Cuando me levanto, veo a Evangelina al final del pasillo. No dice nada, solo me observa. Hay algo distinto en su mirada: no frialdad, sino distancia. Una barrera invisible que antes no estaba ahí. ¿Qué pasó?
Me acerco despacio. —¿Podemos hablar un momento?
Ella asiente y me conduce al salón. No se sienta. Se queda de pie, con los brazos cruzados.
—¿Qué ocurre? —cuestiono, intentando mantener la voz tranquila.
Evangelina duda unos segundos, hasta que murmura: —Quiero preguntarte algo.
—Hazlo —respondo sin vacilar.
—No ahora. —Suspira, apartando la mirada—. No quiero distraerte si vas a viajar.
—Evangelina… —Doy un paso más hacia ella—, si es importante, prefiero saberlo.
—Lo es —admite—, pero necesito pensarlo bien antes de hablar.
La observo en silencio. Hay algo en su tono que me inquieta. No es enojo, sino confusión. Tal vez duda, tal vez descubrió algo. Y, aunque la curiosidad me carcome, no quiero presionarla. Ya me lo hará saber cuando esté lista.

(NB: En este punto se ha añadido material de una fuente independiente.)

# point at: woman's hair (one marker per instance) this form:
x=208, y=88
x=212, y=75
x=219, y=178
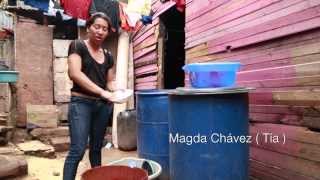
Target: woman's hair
x=97, y=15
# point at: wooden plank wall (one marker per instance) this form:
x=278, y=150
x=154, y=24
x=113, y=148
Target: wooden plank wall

—Está bien —digo al fin—. Cuando vuelva, hablaremos.
Ella asiente, pero no me mira.
—Cuídate —susurra, y esas dos palabras suenan más frías de lo que quisiera.
Me acerco un poco más, con cuidado. Su respiración roza la mía.
—No te preocupes —le digo, bajando la voz—. Sea lo que sea, tiene una explicación.
Me gustaría besarla, pero no me atrevo. En su lugar, deposito un beso en su mejilla. Su piel está tibia y, por un instante, el mundo se reduce a ese roce. Al separarme, noto cómo sus pestañas tiemblan.